Second, families and couples are also aware of the high prevalence of abuse in Libya and en route. Rape and gender-based violence are common. It is known within the community that if a man stands up to protest his wife being taken by the kidnappers that the man is at risk of being killed. One respondent described the situation as follows: “The smugglers choose a girl they like and make her stay for about a year and they let her go whenever they want and choose another girl for the next year. You cannot imagine the feeling we had when we saw this, especially their husbands and brothers. You cannot even stop them because they immediately kill you if you try to stop them.” Being aware of these risks, families often stated that it was too dangerous to migrate together.
Third, children most commonly migrate with their mothers, especially young children. Some women said that they were left alone because they had young children with them. Women that were late in their pregnancies also reported that they were sometimes released by the kidnappers early and sent to the sea without having to pay the full extortion amount. However, other women reported being hit or the children being beaten in Libya.
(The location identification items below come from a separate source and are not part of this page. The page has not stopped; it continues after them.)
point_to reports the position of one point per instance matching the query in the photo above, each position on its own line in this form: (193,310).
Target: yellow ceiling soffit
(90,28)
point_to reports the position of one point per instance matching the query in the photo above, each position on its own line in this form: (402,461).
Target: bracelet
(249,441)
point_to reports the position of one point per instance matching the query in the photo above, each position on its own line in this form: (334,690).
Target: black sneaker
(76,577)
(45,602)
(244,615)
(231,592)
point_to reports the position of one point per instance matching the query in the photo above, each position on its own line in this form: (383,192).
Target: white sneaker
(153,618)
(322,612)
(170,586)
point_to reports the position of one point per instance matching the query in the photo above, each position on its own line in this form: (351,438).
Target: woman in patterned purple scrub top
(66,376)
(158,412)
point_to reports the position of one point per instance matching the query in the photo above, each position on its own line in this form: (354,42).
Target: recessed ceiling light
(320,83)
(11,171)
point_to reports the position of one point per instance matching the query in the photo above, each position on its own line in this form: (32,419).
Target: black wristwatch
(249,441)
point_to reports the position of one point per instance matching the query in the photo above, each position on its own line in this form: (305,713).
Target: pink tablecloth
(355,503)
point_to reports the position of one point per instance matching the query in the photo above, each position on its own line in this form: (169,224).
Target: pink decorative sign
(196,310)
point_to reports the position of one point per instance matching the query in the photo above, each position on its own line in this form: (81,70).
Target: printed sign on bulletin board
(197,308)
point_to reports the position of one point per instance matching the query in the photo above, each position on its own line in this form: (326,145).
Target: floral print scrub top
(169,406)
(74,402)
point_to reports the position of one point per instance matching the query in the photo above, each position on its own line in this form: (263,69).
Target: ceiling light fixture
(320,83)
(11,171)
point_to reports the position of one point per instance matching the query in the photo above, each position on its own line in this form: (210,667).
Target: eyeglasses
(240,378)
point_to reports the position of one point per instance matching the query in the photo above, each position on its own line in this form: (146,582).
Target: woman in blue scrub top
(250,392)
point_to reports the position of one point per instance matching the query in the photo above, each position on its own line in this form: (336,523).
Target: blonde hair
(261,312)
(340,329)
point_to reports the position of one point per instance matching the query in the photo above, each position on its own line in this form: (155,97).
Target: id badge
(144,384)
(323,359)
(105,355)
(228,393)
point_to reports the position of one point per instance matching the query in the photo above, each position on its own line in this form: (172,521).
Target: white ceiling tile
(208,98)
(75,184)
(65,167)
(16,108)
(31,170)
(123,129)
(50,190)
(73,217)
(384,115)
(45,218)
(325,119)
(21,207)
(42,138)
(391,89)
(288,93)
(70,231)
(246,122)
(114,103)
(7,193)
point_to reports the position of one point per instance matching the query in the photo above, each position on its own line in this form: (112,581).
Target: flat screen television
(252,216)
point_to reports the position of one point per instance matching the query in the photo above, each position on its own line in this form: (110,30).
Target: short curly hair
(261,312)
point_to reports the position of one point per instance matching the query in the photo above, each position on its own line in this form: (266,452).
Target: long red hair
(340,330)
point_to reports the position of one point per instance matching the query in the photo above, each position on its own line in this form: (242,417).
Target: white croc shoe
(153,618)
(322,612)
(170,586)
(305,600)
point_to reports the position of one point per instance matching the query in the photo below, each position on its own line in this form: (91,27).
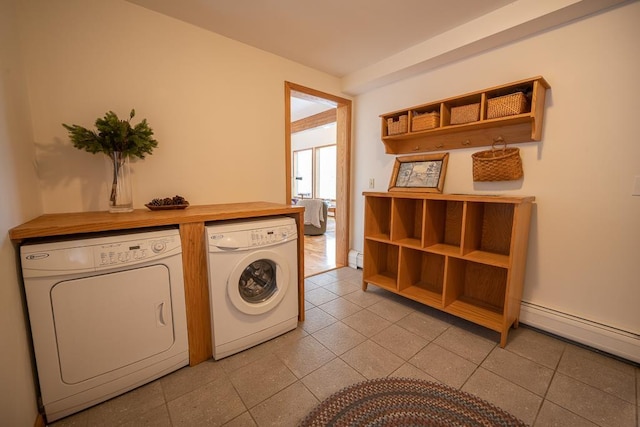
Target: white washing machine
(107,315)
(253,282)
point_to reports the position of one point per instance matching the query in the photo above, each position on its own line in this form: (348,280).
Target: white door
(103,323)
(258,282)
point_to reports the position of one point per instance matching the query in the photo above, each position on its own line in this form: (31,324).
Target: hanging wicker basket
(497,164)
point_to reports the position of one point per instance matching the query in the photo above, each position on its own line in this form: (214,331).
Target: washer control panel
(270,236)
(250,238)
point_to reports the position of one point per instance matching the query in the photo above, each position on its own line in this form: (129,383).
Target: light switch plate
(636,187)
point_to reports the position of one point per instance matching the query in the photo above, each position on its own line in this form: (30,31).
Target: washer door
(258,282)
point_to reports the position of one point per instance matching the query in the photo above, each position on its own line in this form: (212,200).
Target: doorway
(341,212)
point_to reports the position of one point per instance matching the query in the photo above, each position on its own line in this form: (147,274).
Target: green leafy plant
(117,139)
(114,135)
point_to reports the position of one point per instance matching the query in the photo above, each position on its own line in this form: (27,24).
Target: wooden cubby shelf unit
(462,254)
(523,127)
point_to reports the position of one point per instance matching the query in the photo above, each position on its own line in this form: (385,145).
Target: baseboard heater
(611,340)
(618,342)
(355,259)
The risks for Eritreans in migrating to Europe are extreme and families are aware of the risks. Unlike in other contexts where families feel that they are safer migrating together, for Eritreans it is understandable that migrating separately is most common. None of the families that I met migrated together as husband, wife and children. There was always a fracture made within the family to reduce the migration risk. Families work to reunify themselves in Italy upon arrival or further afield in Europe depending on the duration of separation.
World Refugee Day 2018
On World Refugee Day it is important to consider the great lengths that families are facing to find safety and security. It is well-known that family separation is rarely in the best interests of the family and child. But in this case the logic is entirely clear, given the atrocities facing Eritrean refugees. Eritreans make the decision to put their families at risk to come to Europe because they feel there are no options for staying in Ethiopia, Sudan, or Eritrea. Policies such as the Italy-Libya deal and the current events of the Italian right-wing League party leader Matteo Salvini refusing to let the Aquarius dock in Italy are huge protection concerns.
Expanding refugee protection is clearly a challenge, but the atrocities experienced by refugees en route to places of protection cannot be overlooked. Increasing opportunities for resettlement and innovative policies such as the humanitarian corridors pilot programme in Italy can help cut the risks of seeking refuge. Yet these programmes are far too small in terms of the number of beneficiaries. To save refugee families from their nightmarish journeys, there are two main options: drastically improving conditions in nearby host countries or convincing the global community to accept and resettle many more refugees.
The opinions expressed here are the author’s own; they do not necessarily reflect the views of UNU.